Heeding to his desire, she flies over from Morocco to keep him company. A luminous presence, she views his misanthropy as an amusing confrontation: for her, eternal life should be savoured and used to spread kindness.

But just as happens in Jaramusch’s Stranger than Paradise (1984), an interloper steps in to interrupt our protagonist’s languid bliss – this time in the form of Eve’s little sister Ava (Mia Wasikowska), a young vampire with a reckless streak.

Reactions to the film have been mixed, but given that we’ve got it late enough in our cinemas to be able to compare it to its mainstream counterpoint du jour – Dracula Untold – I think we can have some fun.

Compared to the expensive polished turd that is Dracula Untold, the pleasures of Jaramusch’s film are increased a thousand-fold. It’s almost like you get all the pleasures of vampire cinema with none of the tacky excess. Jarmusch was always a masterful director of actors – in the sense that he picks talent he’s clearly comfortable with and lets them to their thing.

Separately, the androgynous charm of both Hiddleston and Swinton is hard to miss. Swinton has been an art house queen for quite some time now, while also managing to transition into the mainstream with ease when the role is right. Her quirky features certainly mark her out, and her presence is theatrical in the real sense of the word: she commands attention with bare, focused artfulness, not shrill histrionics.

She can be both a lover and a mother and, happily, in this particular film Jarmusch allows her to be both, as Hiddleston’s whiny, occasionally suicidal Adam needs both coddling and tough love.
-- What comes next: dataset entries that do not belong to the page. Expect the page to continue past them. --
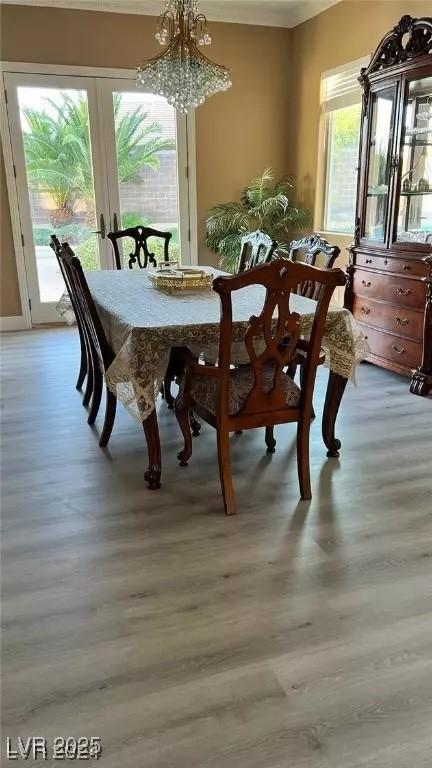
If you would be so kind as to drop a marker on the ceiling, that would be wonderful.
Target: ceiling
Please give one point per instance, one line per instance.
(277, 13)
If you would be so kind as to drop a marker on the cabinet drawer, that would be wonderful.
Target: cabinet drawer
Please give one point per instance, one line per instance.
(416, 268)
(408, 293)
(399, 320)
(401, 351)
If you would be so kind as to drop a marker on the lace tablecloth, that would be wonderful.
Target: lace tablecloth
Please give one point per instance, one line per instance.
(142, 324)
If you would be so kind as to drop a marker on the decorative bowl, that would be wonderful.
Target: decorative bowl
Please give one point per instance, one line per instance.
(181, 279)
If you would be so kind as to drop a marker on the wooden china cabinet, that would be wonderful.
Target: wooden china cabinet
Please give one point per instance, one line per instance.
(389, 287)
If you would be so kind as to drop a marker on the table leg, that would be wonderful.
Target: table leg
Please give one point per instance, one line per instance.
(151, 430)
(335, 389)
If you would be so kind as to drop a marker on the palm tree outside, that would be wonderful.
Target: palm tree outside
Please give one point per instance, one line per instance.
(59, 164)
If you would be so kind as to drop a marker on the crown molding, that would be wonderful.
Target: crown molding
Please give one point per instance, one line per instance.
(272, 13)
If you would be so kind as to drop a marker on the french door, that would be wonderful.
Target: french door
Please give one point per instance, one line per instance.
(92, 155)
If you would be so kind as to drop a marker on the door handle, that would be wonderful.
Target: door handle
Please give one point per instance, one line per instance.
(102, 230)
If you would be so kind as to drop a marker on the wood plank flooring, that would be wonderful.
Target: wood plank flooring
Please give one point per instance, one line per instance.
(295, 635)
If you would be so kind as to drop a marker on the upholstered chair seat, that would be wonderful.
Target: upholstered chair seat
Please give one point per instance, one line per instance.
(241, 382)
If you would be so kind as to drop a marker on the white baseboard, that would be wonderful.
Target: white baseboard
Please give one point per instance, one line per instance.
(16, 323)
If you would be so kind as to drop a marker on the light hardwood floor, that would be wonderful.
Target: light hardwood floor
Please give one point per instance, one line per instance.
(295, 635)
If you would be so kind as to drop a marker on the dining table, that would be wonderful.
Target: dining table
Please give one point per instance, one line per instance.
(143, 324)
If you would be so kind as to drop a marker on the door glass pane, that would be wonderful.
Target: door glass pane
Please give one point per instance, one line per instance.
(379, 164)
(414, 221)
(57, 153)
(343, 146)
(146, 148)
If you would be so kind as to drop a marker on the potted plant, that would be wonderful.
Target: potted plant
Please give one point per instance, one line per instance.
(264, 205)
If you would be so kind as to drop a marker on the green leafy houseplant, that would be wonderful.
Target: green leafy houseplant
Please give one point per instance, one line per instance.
(264, 205)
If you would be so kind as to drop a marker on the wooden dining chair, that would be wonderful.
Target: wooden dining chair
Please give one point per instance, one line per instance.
(140, 236)
(84, 369)
(259, 394)
(256, 248)
(101, 354)
(312, 249)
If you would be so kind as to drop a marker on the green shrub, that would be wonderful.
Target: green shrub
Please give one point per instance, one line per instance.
(88, 253)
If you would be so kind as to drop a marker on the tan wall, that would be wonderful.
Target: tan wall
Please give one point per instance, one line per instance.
(238, 133)
(345, 32)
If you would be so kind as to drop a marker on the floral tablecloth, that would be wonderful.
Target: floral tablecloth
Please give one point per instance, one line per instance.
(142, 325)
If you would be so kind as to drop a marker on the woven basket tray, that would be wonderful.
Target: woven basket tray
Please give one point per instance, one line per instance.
(182, 279)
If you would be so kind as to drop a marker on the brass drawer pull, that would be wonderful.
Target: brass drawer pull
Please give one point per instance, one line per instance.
(403, 291)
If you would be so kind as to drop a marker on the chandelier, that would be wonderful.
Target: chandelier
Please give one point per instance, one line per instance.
(181, 73)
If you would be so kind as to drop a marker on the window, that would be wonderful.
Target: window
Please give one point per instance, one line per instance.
(341, 111)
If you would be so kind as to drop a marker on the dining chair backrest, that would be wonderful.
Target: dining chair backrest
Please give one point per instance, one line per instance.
(256, 248)
(141, 256)
(308, 250)
(93, 324)
(271, 338)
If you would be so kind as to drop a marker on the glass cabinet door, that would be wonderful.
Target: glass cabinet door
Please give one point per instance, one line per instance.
(382, 117)
(414, 193)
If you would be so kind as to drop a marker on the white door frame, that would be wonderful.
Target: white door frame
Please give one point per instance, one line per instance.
(91, 72)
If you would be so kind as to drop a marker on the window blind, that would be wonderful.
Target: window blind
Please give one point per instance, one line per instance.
(340, 87)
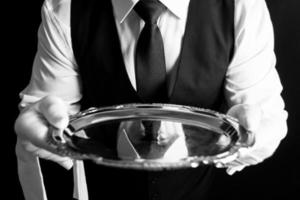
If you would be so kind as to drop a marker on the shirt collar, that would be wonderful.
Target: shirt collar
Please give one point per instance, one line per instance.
(123, 7)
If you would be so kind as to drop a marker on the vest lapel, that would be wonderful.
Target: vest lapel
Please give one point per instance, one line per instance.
(206, 53)
(98, 53)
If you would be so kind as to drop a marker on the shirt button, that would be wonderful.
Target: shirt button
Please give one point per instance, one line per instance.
(155, 196)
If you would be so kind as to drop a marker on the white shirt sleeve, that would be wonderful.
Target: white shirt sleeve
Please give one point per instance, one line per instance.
(54, 69)
(252, 77)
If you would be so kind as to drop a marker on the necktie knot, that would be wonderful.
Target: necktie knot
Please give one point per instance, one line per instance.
(149, 10)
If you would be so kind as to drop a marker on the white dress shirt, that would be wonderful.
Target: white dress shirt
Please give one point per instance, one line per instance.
(251, 77)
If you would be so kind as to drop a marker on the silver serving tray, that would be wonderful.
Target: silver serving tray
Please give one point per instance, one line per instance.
(151, 136)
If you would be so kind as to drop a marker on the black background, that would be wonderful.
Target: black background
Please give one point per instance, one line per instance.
(277, 177)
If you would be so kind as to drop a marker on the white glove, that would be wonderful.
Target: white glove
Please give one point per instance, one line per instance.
(264, 130)
(32, 125)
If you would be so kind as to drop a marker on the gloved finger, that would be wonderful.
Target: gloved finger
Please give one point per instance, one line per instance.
(233, 170)
(55, 111)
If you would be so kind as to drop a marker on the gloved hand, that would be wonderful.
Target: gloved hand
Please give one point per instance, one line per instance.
(32, 125)
(252, 119)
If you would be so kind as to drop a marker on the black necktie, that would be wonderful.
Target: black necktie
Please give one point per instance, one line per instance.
(150, 60)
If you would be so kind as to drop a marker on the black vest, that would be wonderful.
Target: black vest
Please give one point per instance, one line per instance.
(206, 52)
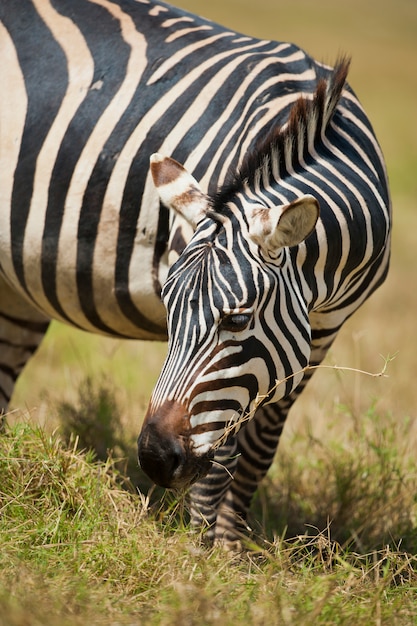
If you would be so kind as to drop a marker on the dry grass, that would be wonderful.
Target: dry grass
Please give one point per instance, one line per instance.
(79, 548)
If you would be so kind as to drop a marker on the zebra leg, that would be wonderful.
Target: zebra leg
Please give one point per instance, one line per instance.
(257, 443)
(22, 328)
(207, 493)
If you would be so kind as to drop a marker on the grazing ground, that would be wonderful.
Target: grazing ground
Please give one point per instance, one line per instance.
(334, 523)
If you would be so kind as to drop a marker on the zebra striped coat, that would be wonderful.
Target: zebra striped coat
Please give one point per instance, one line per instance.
(263, 285)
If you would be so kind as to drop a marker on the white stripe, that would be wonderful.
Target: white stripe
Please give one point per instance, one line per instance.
(103, 270)
(80, 74)
(13, 107)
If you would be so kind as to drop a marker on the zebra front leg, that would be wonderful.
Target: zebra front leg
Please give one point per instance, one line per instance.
(22, 328)
(257, 443)
(207, 493)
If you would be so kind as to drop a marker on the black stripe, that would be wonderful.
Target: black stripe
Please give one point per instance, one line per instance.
(110, 54)
(43, 63)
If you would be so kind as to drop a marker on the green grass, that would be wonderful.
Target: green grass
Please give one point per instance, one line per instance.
(79, 548)
(335, 522)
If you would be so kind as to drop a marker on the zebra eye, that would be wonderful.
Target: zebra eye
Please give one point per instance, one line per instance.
(235, 322)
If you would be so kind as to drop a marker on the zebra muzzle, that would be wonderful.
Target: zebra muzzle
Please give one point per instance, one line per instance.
(165, 452)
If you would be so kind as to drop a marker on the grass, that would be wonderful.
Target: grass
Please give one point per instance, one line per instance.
(335, 521)
(78, 547)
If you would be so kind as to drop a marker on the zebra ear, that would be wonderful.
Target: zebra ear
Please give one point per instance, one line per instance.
(178, 190)
(283, 226)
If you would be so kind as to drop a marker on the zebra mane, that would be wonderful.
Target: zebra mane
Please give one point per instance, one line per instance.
(285, 146)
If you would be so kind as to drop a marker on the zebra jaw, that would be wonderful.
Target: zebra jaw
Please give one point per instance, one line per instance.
(178, 189)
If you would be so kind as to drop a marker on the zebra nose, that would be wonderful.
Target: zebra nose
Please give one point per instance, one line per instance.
(162, 457)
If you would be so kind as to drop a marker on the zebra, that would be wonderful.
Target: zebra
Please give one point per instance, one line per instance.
(260, 226)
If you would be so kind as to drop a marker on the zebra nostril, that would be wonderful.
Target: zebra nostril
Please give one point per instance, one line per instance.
(163, 459)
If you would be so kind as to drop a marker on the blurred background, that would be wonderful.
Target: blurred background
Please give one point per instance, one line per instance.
(381, 37)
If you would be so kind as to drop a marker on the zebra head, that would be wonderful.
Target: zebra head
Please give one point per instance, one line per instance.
(238, 327)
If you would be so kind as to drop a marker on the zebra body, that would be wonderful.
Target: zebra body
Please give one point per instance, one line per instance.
(84, 237)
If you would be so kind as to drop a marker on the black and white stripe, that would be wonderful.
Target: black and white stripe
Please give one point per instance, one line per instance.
(90, 89)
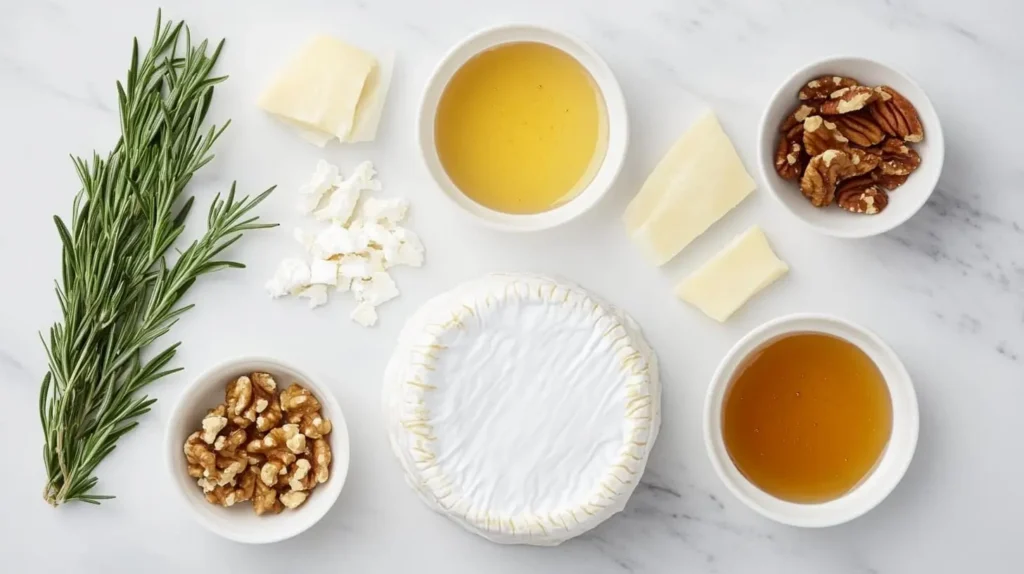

Hiddleston, the product of the same posh British drama boot camps that have given us the likes of Benedict Cumberbatch, managed to lend a sneakily transgressive edge even to a sneering-and-scheming supervillain role as Loki in the Marvel ‘Avengers’ franchise. If he seemed like a fish out of water there, he’s a duck in water here: his wan frame and bearing being perfect for the world weary vampire he’s made to inhabit.

That said, though Jarmusch eschews juvenile indulgences often found in more commercially familiar vampire features, the – deeply ingrained – cultural snobbery gives way to some cringeworthy rhapsodising over poetry and art that makes the film feel affected in a less obvious way. A sub-plot involving Christopher Marlowe (John Hurt) is shoehorned in to make a point about the lengths one should go to secure posterity for their art, but it’s not really felt.

Still, accompanied by a superb soundtrack by Jarmusch’s own band SQURL, the film remains a flawed but idiosyncratic gem. Gliding over clichés to present its unique take on the vampire mythos, it gives us an irresistible pair of lead performances nestled in a beguiling, haunting twilight world.

For once, it’s a twilight world that truly lives up to the name.

Only Lovers Left Alive was screened at Eden Cinemas as part of the Side Street Films initiative.